When looking for love, the last thing that you imagine happening is your identity being stolen, but it happens to lots of people every year. As mentioned, the most common method of this happening is advance-fee fraud, so be cautious when talking to a stranger. Never send money to a person you haven’t met in person and withhold personal details until after your first meeting. Keeping communication solely to the dating website of your choice can offer you a separate level of protection so if they’re keen to switch to emails early on, think about why.
Dating scammers can sometimes use blackmail as a tactic to extort money from you, so be careful with what you are sending. When sending compromising material, think about who you’re sending it to first, as it may end up in the wrong hands.
If you use the internet frequently, you may have a pop-up blocker installed; however, it doesn’t always stop a few slipping through the filter. Anti-virus pop-up scams convince the victim that their computer has been infiltrated with malware and viruses, but the sophisticated pop-up has detected these. How fortunate! If one of these appears on your desktop, do not click anywhere in the window, as even the little red cross in the corner can have a secret script installed, allowing any viruses to be downloaded. The best way to close these is to go directly to your Task Manager and shut it down. This is the only way that you can be completely certain nothing untoward has been downloaded.
Fake shopping websites
With the rise of advertising on social media, more people are being scammed by fake websites. These sites are cleverly designed to replicate major retailers, offering the same products, such as women’s comfort shoes, at a lower price. As these sites can buy adverts on Google, those in search of a bargain are often quick to purchase their desired item at a lower price. Upon paying for your items, you may never receive your product or, instead, see a fake delivered to your doorstep. Despite these retailers looking genuine, there are a number of different ways you can check its legitimacy.

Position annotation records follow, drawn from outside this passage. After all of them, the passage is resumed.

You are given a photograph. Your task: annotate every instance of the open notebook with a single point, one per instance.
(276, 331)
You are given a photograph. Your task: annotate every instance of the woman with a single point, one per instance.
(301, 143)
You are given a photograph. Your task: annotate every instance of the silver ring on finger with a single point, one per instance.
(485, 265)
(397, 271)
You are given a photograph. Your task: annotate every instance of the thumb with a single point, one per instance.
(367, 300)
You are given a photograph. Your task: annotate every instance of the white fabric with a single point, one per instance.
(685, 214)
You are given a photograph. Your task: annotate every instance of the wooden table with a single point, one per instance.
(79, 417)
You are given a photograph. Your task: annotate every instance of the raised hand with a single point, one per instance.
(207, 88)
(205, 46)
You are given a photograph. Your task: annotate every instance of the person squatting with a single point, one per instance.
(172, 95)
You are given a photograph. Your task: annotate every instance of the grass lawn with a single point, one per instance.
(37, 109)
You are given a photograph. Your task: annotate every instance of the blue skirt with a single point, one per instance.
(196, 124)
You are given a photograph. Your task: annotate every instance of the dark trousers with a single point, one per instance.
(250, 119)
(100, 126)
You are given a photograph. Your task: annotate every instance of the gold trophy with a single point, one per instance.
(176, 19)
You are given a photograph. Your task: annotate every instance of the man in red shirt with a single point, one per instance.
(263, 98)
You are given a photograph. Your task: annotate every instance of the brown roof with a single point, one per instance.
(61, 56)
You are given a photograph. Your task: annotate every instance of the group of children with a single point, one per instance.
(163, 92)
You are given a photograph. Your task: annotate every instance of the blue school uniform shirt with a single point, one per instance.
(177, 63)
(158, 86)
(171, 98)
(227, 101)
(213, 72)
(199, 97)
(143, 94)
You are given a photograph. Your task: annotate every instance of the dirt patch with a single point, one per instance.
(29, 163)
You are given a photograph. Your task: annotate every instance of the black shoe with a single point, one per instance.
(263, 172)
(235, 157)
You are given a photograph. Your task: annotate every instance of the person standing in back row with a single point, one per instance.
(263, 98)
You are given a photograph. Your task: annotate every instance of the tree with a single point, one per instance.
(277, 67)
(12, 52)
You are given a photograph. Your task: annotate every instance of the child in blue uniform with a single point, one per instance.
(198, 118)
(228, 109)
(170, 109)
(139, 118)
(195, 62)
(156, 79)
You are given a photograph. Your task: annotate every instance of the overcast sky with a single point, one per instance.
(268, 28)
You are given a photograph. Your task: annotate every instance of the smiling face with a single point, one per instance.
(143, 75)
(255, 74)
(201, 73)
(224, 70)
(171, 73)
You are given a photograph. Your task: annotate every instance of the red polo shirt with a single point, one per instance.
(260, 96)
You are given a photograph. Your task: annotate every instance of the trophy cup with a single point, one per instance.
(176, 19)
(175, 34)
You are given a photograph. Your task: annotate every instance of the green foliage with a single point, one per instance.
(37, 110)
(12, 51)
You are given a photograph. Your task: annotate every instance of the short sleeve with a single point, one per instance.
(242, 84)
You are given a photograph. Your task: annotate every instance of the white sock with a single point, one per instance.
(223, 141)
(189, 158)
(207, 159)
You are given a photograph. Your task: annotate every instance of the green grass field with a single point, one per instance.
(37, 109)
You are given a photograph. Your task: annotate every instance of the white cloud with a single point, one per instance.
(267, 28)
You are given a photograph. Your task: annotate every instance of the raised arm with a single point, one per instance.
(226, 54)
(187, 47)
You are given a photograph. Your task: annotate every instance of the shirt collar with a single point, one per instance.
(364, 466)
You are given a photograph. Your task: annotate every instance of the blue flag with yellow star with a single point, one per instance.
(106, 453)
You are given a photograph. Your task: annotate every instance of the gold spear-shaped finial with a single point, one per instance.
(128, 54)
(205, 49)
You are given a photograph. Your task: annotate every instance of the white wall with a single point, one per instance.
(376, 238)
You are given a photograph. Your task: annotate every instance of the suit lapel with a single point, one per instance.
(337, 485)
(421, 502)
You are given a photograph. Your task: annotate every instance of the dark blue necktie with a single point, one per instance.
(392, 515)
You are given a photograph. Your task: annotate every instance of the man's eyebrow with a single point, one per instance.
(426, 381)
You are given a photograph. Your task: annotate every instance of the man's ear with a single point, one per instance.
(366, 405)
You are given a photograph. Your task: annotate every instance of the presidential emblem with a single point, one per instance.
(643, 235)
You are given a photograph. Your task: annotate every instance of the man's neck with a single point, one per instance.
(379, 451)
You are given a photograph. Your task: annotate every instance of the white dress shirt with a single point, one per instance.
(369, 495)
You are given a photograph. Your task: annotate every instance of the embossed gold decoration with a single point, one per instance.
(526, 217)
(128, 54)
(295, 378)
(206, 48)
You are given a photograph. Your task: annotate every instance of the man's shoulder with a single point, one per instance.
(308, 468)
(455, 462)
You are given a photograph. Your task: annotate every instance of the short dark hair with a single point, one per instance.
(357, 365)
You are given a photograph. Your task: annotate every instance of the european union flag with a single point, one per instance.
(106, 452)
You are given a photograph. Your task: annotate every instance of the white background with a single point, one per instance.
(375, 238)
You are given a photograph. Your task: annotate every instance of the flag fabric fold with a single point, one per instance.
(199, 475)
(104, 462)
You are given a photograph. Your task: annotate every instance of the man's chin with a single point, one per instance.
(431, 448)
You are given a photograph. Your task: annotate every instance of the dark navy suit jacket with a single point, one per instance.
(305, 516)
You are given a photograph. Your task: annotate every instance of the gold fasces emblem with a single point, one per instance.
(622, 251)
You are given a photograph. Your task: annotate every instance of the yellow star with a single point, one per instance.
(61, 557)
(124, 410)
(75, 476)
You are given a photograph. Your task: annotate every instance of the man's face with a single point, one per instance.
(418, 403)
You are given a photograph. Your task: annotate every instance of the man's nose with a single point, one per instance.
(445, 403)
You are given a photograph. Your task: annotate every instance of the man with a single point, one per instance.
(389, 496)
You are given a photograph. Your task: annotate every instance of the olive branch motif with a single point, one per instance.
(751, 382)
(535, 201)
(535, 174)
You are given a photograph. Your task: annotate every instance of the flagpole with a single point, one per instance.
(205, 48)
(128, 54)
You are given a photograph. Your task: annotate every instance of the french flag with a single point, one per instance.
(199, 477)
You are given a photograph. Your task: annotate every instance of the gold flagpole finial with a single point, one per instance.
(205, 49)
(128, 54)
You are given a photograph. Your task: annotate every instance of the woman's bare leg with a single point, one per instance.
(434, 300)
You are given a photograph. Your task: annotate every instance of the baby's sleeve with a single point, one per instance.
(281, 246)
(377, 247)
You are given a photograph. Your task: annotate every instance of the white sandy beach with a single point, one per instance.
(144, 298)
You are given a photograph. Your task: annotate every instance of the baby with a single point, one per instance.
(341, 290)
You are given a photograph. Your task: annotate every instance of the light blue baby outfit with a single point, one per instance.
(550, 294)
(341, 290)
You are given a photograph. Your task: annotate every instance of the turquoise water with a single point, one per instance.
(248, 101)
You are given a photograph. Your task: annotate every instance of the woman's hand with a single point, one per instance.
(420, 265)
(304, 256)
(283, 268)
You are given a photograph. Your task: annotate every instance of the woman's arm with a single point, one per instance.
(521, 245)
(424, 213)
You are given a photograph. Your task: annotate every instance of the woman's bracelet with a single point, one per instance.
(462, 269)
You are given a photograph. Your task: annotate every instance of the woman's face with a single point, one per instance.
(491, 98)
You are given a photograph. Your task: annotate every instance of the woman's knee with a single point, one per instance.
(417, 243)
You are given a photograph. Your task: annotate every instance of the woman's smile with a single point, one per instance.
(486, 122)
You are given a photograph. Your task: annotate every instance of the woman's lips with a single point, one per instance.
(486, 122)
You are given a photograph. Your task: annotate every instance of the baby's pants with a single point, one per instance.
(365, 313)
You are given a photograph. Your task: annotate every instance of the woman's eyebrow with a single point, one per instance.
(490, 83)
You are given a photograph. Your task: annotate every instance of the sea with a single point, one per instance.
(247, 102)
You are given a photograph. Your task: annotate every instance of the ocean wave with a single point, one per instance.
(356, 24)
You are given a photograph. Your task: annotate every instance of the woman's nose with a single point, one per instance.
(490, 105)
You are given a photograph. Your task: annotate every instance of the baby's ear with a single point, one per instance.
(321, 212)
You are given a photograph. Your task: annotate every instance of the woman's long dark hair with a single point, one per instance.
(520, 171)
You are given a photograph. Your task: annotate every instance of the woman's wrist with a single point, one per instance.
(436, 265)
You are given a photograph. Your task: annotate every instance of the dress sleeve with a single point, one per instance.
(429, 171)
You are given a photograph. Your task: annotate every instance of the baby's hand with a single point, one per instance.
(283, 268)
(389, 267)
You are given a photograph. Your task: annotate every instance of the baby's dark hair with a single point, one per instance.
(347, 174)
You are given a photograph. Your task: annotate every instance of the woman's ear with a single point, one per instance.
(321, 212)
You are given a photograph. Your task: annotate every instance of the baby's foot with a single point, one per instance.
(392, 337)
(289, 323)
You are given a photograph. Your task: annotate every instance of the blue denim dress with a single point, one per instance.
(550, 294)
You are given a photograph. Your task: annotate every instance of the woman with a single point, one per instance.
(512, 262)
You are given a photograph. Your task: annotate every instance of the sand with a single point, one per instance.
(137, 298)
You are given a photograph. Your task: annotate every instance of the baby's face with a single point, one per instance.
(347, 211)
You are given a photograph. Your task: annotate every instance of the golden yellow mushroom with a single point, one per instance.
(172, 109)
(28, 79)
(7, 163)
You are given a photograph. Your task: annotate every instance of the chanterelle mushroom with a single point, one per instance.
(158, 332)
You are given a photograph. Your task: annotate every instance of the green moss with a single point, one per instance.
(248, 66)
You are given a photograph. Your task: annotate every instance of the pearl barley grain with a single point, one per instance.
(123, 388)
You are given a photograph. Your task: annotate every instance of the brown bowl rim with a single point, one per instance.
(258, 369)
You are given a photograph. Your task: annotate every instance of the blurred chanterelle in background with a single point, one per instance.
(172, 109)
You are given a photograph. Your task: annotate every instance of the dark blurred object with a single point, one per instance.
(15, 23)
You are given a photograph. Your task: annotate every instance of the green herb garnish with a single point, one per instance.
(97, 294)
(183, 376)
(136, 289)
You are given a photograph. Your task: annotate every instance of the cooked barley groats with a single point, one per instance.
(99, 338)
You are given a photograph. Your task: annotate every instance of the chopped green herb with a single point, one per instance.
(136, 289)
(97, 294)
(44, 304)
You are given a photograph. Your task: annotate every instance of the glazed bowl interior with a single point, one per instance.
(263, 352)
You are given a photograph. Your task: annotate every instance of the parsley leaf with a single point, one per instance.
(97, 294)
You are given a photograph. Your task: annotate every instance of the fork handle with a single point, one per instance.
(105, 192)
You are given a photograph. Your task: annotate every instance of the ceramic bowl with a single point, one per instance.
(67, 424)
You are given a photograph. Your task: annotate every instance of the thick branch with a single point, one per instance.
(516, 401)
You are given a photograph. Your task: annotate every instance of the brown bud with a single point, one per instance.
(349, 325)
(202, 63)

“Don’t be afraid to be online, but just a few small changes in your online behaviour can go a long way to keeping you safe”, says Sarah from GetSafeOnline. “Use your common sense and don’t get rushed into making rash decisions, take your time. Also, ask yourself if something is too good to be true, why is it? A tactic often used by criminals will entice you with cheap offers or discounts and then force you to rush into purchasing it, so you don’t take time to think it all through.”
When shopping online, always use a credit or debit card or the site’s official payment platform to make a purchase. You will be protected if it turns out to be a scam. On social media, keep profiles set to private and adjust your privacy settings. It’s great to share but keep in mind who exactly you might be sharing with if you have your profiles set to public.”
First, take a look at the URL. This is the biggest indicator that you’ve stumbled upon a counterfeit website. The URL of major retailers will normally start with https or have a padlock before them, so take a look for one of these. Next, look at the description of items. Spelling errors across the site are a good giveaway that something isn’t as it seems. Lastly, how do they request payment? Larger businesses will use payment portals such as PayPal, as this offers you a level of protection, so you should favour a secure payment system.